Wallanders Team sieht sich mit der entmutigenden Aufgabe konfrontiert, die identifizierten Täter im Menschenchaos aufzuspüren. Rydberg erinnert den niedergeschlagenen Freund daran, dass die Wahrheit bisweilen der einzige Lohn für eine Ermittlung sei. Aber Wallander gibt sich mit der bloßen Wahrheit nicht zufrieden, er will Gerechtigkeit. Stur kämpft er um sie, er späht, täuscht und beseelt. Verpflichtet, dem Volk zu dienen und es zu schützen, sieht er sich dazu verurteilt, alles zu opfern, um den Killer zu kriegen.

Derselbe vibrierende Faden, der mich mit Wallander verband, ließ Henning und mich zu Freunden werden.

Ich dachte, Kurt Wallander werde für immer weitermachen. Als ich das Buch beendet hatte, fühlte ich mich dem zum Alkoholismus neigenden, melancholischen Kommissar nahe. Wir teilten die Liebe zu Callas, den Hang zum Einschlafen in voller Kleidung, wir neigten beide dazu, aufs Essen zu vergessen und trostlos durch den Nebel zu streunen, der einen vom Meer her erreicht. Als ich "Mörder ohne Gesicht" damals in Berlin in die Hand genommen hatte, hätte ich nie erwartet, dass ich mich zu Wallander derart hingezogen fühlen und eines Tages sogar seinen Schöpfer, Henning Mankell, treffen würde.

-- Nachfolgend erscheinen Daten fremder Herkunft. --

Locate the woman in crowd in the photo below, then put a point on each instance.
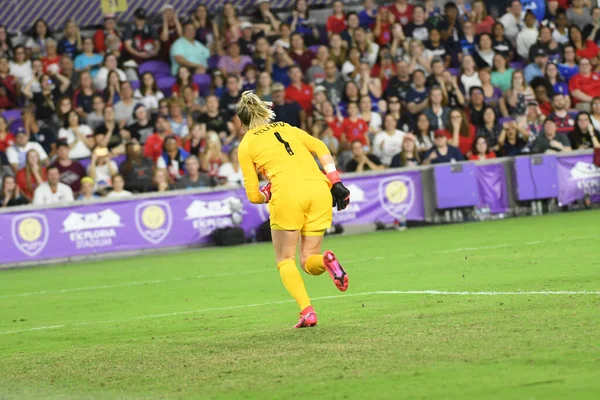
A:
(408, 156)
(31, 175)
(231, 171)
(118, 188)
(583, 48)
(389, 141)
(102, 169)
(109, 64)
(423, 133)
(172, 159)
(460, 132)
(490, 130)
(584, 136)
(77, 136)
(70, 44)
(10, 195)
(481, 150)
(112, 93)
(501, 73)
(184, 78)
(148, 94)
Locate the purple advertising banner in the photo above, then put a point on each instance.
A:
(577, 177)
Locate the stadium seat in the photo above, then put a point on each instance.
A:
(165, 84)
(203, 81)
(157, 68)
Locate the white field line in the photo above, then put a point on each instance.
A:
(271, 303)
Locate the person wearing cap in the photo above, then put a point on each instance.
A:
(52, 191)
(87, 189)
(16, 154)
(70, 171)
(189, 52)
(287, 110)
(141, 40)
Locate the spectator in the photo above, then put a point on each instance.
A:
(389, 141)
(193, 178)
(469, 75)
(16, 154)
(141, 40)
(490, 129)
(213, 158)
(87, 189)
(6, 138)
(137, 171)
(513, 20)
(35, 45)
(502, 45)
(31, 175)
(437, 113)
(442, 152)
(578, 14)
(481, 150)
(10, 195)
(511, 143)
(88, 60)
(287, 111)
(584, 86)
(118, 190)
(299, 91)
(461, 134)
(124, 108)
(484, 53)
(583, 48)
(355, 128)
(550, 141)
(417, 95)
(336, 23)
(160, 182)
(108, 38)
(371, 118)
(189, 52)
(70, 171)
(9, 87)
(584, 136)
(362, 161)
(52, 191)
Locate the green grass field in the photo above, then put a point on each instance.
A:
(216, 323)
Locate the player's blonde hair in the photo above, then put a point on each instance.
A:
(253, 112)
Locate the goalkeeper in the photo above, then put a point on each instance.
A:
(299, 196)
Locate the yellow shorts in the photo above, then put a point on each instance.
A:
(303, 205)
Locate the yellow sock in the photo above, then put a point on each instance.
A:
(292, 280)
(314, 265)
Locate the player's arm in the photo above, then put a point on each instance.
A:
(254, 194)
(339, 192)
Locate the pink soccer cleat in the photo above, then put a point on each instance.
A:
(336, 271)
(308, 318)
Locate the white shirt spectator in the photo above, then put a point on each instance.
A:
(79, 150)
(233, 178)
(43, 195)
(525, 39)
(386, 146)
(150, 101)
(17, 155)
(118, 195)
(102, 75)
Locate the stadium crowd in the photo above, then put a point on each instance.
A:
(150, 107)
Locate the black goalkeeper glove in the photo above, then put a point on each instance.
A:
(341, 195)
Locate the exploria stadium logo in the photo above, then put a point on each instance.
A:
(30, 233)
(153, 220)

Derselbe vibrierende Faden, der mich mit Wallander verband, ließ Henning und mich zu Freunden werden. Wir waren einander fern, mussten darauf vertrauen, dass unsere Verbindung existierte. Wir aßen zusammen, ich sah den Tisch, an dem er schrieb. Ich sang für ihn und seine Frau, und er sprach für mich. Wir scherzten über unsere alternativen öffentlichen Identitäten: der Pate des schwedischen Kriminalromans und die Patin des Punk. Wir unterhielten uns über Frauenrechte, die Verantwortung des Künstlers, verglichen die innere Erzählung einer Puccini-Arie mit der einer kriminalpolizeilichen Untersuchung. Ich dachte, Henning würde als mein Freund immer auf der Erde bleiben, er war kaum jünger als ich, also warum nicht? Aber wir haben ihn verloren, genau wie Wallander Rydberg verlieren musste.

Dennoch sehe ich Henning vor mir, nur eine Armlänge entfernt; seinen schlurfenden Gang, seinen schwarzen Mantel, sein etwas widerspenstiges weißes Haar und seine alerten Augen, in denen die Sorge um die menschliche Verfassung schimmert. Als politischer, poetischer und produktiver Schriftsteller ging er über den Kriminalroman hinaus, wenn auch sein Kommissar mir stets vor Augen steht. Zu Henning und seinem Kommissar fand ich allein. Ich las "Mörder ohne Gesicht", wanderte mit Wallander. Nun, da Henning weg ist, sehe ich die beiden manchmal in Überblendung , ein Doppelwesen, dem ich mich dankbar anschließe.